Ken Rosenthal of The Athletic reports that catcher Jarrod Saltalamacchia has retired from baseball. Rosenthal posted Saltalamacchia’s statement on Facebook. So happy I don’t have to spell the catcher’s last name any longer.
The Reds have Marlins catcher J.T. Realmuto in their sights and are said to be serious pursuers.
White Sox shortstop Tim Anderson would love to play with Machado, even if it means surrendering starts to the prized free agent.
Former Dodgers GM Ned Colletti thinks the idea that Los Angeles needs to sign Machado is absurd.
Dodgers manager Dave Roberts all but confirmed speculation that the Dodgers do not intend to sign Harper on MLB Network Radio on Monday, and called the A.J. Pollock signing a “big win.”
MLB The Show, the popular baseball video game, sent out a vague tweet featuring Harper, who’s on the cover of this year’s edition of the game, teasing some kind of announcement and instructing the masses to “get hyped.”
You'll want to keep an eye on this account tomorrow… just saying.
Get hyped: https://t.co/MeSPqa1pm2 pic.twitter.com/TIBlOBgif0
— MLB The Show (@MLBTheShow) January 28, 2019
MLB has announced a partnership with the Jackie Robinson Foundation (JRF) to create a year-long schedule of events aimed at honoring Jackie’s legacy in baseball and throughout society. Everything begins Thursday, which would have been Robinson’s 100th birthday, and will include Play Ball events tied to Robinson’s baseball journey, a traveling museum exhibit, efforts from all 30 MLB teams plus fund-raising and awareness efforts throughout the year.
This Weeks New Spins
- Slow Turning by John Hiatt – Back in 1988 this was my go-to cassette for late night cruising on Lake Shore Drive in my 1983 Grand Prix.
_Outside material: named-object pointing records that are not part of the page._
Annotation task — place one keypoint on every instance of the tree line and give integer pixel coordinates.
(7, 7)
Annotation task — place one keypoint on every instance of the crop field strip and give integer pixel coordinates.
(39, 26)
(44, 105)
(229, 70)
Picked it up for a buck and I love dropping the needle on this LP in the comfort of my living room just as much.
- In Through the Out Door by Led Zeppelin – I found an unplayed copy of this incredibly underrated long player by Zeppelin, and I’m conflicted as to whether I should break the seal and give it a few spins. Help a brother out here.
- Abandoned Luncheonette by Hall & Oates – If you were born in the mid-to-late 1970’s, you probably owe a great deal of gratitude to Hall & Oates. I’l leave it at that.
Tuesday Walk Up Song
Skinny Love by Bon Iver. The Walk Up theme for February will be hauntingly beautiful songs. This is an example. I met Justin Vernon at a sushi joint in Tulsa, my favorite underrated music city in the country by the way, a few years back. I think I was the only one in the restaurant who identified him, so he asked me to join him for some vegan sushi. Such a cool afternoon.